Building a Diverse Clean Energy Workforce

renewable energy

Energy

Over the next eight years, experts estimate that New Jersey will need 41,500 new jobs in energy efficiency to meet the state’s ambitious clean energy goals. To help support this effort, PSE&G launched the Clean Energy Jobs program designed to put up to 2,000 people to work in New Jersey’s clean energy sector – many from underrepresented communities.

On-the-job training – just one component of the program – started last November with an emphasis on providing low-to-moderate-income New Jersey residents with the skills they need to sustain careers in the fast-growing energy efficiency sector. The first group graduated in May, and the second group is in progress. In addition to the six-month training course, PSE&G has placed more than 800 others in well-paying jobs. Along with the availability of on-the-job training, the Clean Energy Jobs program provides candidates the opportunity to take advantage of wrap-around services such as child care, transportation and help in resume writing to ensure their success.

The Clean Energy Jobs program is the first-of-its-kind initiative by a utility, and recently earned a national Best Practice award from the Smart Energy Consumer Collaborative.

The Right Partners

Much of the program’s success is due to the contributions of our community partners, who helped us better serve underrepresented communities. We learned to listen to the job candidates and our partners, and quickly incorporate their feedback into the program. They know best what support candidates need and what barriers exist. They also helped us build trust with the community and raise awareness of a career path not typically considered.

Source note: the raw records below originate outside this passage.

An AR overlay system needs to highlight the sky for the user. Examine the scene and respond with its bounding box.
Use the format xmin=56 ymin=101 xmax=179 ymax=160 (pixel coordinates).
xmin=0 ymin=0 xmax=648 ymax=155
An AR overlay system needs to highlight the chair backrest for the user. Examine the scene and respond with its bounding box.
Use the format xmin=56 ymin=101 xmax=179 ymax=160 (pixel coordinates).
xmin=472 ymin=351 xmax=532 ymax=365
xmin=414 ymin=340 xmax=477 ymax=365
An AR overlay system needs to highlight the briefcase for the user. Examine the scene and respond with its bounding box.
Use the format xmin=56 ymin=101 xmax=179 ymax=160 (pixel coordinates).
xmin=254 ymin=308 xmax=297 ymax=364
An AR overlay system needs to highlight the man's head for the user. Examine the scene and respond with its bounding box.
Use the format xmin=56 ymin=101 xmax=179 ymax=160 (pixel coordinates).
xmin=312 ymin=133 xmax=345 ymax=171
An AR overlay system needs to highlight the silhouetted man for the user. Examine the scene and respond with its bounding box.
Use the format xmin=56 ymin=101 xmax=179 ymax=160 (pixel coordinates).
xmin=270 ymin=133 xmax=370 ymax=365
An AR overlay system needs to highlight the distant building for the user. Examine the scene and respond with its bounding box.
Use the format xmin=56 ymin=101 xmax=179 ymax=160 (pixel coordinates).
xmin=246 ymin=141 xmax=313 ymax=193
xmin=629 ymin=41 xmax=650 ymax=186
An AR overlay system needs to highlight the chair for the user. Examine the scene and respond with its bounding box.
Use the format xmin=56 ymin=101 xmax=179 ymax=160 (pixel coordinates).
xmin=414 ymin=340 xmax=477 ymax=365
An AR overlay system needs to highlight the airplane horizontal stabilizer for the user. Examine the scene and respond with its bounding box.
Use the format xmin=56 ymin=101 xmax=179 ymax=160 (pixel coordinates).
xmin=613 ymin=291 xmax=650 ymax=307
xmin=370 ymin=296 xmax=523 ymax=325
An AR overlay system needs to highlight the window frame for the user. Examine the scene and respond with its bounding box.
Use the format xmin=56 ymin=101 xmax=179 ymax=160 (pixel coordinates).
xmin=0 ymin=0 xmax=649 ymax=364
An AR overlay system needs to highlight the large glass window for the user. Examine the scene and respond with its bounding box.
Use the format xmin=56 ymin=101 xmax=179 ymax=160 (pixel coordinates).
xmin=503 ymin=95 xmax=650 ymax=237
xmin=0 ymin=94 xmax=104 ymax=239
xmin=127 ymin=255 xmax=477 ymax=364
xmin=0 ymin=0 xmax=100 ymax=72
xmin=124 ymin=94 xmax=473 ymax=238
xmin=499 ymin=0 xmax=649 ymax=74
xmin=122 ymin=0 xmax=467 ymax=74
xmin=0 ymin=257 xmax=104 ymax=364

To develop the curriculum for the program, PSE&G partnered with industry experts who knew the skills and competencies most needed by energy efficiency employers.

Community organizations helped us recruit candidates for the program and raise awareness of the clean energy economy’s opportunities. Public sector partners like the New Jersey Department of Labor and Workforce Development worked with us to find and secure critical support services, like child care assistance and transportation.

An Agile Approach

Developing a program that meets the needs of job candidates and employers in an emerging field like clean energy required us to take an agile approach of listening, experimenting and adapting in real time.

We asked the energy efficiency employers what skills they would need in six months, when participants were done. We then tailored our curriculum and training to meet those specific needs.

Participants in the program earn a living wage while taking multidisciplinary courses in clean energy, technical skills and interpersonal skills, followed by job readiness and on-the-job training. The program seeks candidates from underserved communities with no experience in clean energy but with intangible skills such as desire, passion, commitment and a strong work ethic.

When we recruited our first group of participants, we realized that the wages being offered during training were not competitive, so we increased the pay rate received by the participants based on competitive market factors. This significantly increased our candidate pool and retention.

Make a Commitment

Addressing long-standing equity issues requires a deep public/private commitment. From the beginning of the program, we committed to giving candidates every chance to succeed. All they needed to bring was a desire to learn, passion, and a willingness to work hard. That includes an appreciation for the evolving industry and the skills that are in demand.

PSE&G and our partners understood from the beginning that we did not have all the answers. But we were all committed to working together to find them.

While our journey is not complete, the Clean Energy Jobs Program has been a win for New Jersey and the economy, providing jobs, reducing customer energy bills and helping to protect the environment.